Labour doesn’t want an election because it still can’t decide where it sits in the Brexit debate. It straddles two constituen­cies, the patriotic working class and metropolit­an liberals. Its MPS prefer Remain, but some of them occupy seats threatened by Nigel Farage and Boris Johnson. The longer they dither, however, the faster they are eclipsed by the Lib Dems – revitalise­d by their unthinking, unblinking Europhilia. The Lib Dem message is very straightfo­rward in an election that would be largely about Europe, something like “vote Swinson to Stay”. Labour’s message would be “vote Labour to renegotiat­e and hold a referendum”. It won’t look so good on a poster.
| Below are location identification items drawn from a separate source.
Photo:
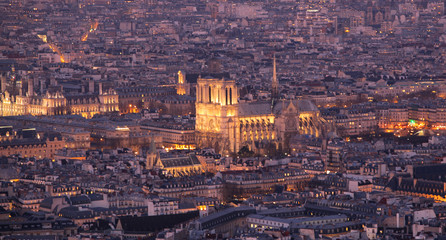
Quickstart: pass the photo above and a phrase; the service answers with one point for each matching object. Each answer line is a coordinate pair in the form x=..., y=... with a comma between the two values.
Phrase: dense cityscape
x=222, y=119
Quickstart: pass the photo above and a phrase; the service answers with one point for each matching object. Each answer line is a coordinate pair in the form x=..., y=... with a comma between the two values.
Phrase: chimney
x=100, y=88
x=3, y=82
x=53, y=81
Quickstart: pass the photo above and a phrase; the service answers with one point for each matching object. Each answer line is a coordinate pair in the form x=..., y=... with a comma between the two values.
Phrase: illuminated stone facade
x=226, y=125
x=56, y=103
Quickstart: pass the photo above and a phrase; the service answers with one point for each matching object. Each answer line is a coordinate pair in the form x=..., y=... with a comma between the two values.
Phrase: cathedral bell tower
x=216, y=113
x=181, y=88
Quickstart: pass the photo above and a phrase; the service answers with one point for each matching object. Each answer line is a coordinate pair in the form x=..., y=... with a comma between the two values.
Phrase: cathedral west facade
x=226, y=125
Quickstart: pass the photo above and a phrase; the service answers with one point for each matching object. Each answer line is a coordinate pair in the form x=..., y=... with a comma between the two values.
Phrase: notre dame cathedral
x=226, y=125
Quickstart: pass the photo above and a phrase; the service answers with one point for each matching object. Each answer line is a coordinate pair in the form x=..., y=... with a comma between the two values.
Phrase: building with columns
x=55, y=102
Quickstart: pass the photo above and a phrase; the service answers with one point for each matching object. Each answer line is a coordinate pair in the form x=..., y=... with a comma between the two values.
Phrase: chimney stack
x=91, y=86
x=100, y=88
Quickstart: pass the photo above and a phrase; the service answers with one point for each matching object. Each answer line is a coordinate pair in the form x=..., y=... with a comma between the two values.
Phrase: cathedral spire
x=275, y=84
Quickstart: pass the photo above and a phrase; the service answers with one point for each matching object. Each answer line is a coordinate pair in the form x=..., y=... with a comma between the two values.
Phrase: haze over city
x=222, y=119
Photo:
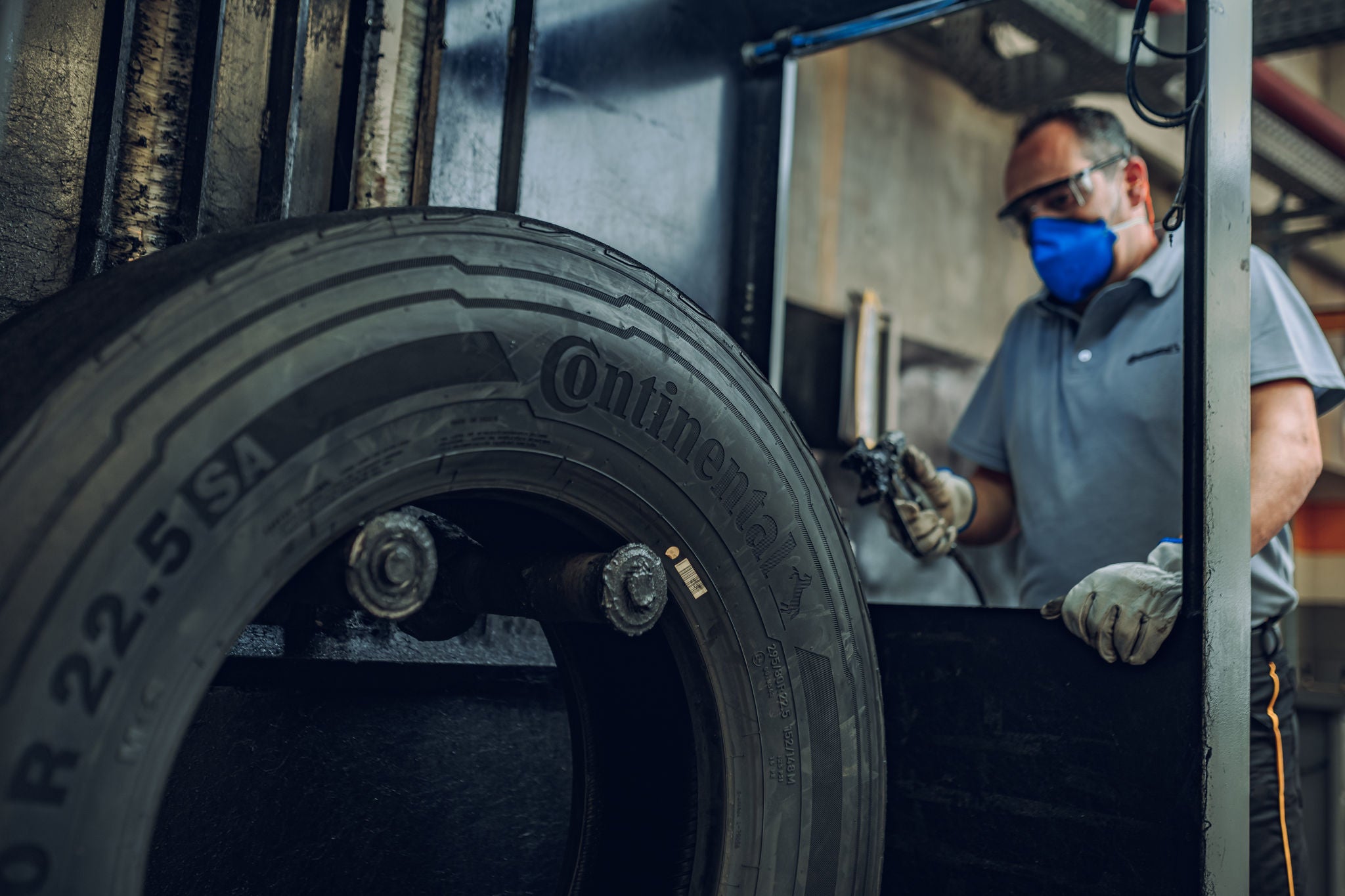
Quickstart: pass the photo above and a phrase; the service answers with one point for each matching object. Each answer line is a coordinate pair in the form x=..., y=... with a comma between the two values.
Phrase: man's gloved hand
x=935, y=532
x=1125, y=610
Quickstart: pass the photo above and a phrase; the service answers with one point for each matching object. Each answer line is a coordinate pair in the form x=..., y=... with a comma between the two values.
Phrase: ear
x=1137, y=181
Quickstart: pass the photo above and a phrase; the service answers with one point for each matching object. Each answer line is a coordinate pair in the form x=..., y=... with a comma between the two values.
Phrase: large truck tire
x=181, y=436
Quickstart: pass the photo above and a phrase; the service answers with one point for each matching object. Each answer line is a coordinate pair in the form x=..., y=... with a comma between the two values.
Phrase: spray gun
x=884, y=477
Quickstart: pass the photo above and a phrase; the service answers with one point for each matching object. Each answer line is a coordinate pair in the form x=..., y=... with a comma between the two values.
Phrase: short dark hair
x=1101, y=132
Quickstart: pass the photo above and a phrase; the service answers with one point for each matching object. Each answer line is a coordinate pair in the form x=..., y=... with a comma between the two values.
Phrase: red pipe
x=1298, y=108
x=1331, y=322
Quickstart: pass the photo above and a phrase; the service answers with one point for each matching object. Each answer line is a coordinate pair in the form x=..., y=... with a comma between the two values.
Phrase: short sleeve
x=979, y=435
x=1286, y=339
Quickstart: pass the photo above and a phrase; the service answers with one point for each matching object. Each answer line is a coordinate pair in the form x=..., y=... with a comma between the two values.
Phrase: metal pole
x=1218, y=394
x=789, y=100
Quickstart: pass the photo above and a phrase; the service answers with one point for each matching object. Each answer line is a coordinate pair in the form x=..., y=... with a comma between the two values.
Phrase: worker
x=1076, y=433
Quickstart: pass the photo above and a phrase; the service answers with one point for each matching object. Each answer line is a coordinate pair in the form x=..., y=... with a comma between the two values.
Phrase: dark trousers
x=1278, y=860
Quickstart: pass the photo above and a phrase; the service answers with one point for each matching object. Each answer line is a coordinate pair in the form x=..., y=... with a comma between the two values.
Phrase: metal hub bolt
x=397, y=565
x=639, y=584
x=635, y=589
x=391, y=565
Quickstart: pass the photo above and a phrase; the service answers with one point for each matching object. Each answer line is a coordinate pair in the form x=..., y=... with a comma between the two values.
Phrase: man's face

What we’ve seen in Parliament this week is a lot of procedural nonsense, justificat­ion in effect for the prorogatio­n that a High Court told Gina Miller and Sir John Major is perfectly legal: the Government probably wanted to avoid these theatrics, designed, as they are, not just to delay Brexit but to prevent it. Commons chicanery has neverthele­ss triumphed, leaving No 10 with one weapon: a general election. But the Remainers, having spent two years demanding a referendum or an election, have decided that they would prefer to sit things out on the green benches. In the name of democracy, they would defer an election. Their behaviour is cowardly and hypocritic­al and the public can see right through it.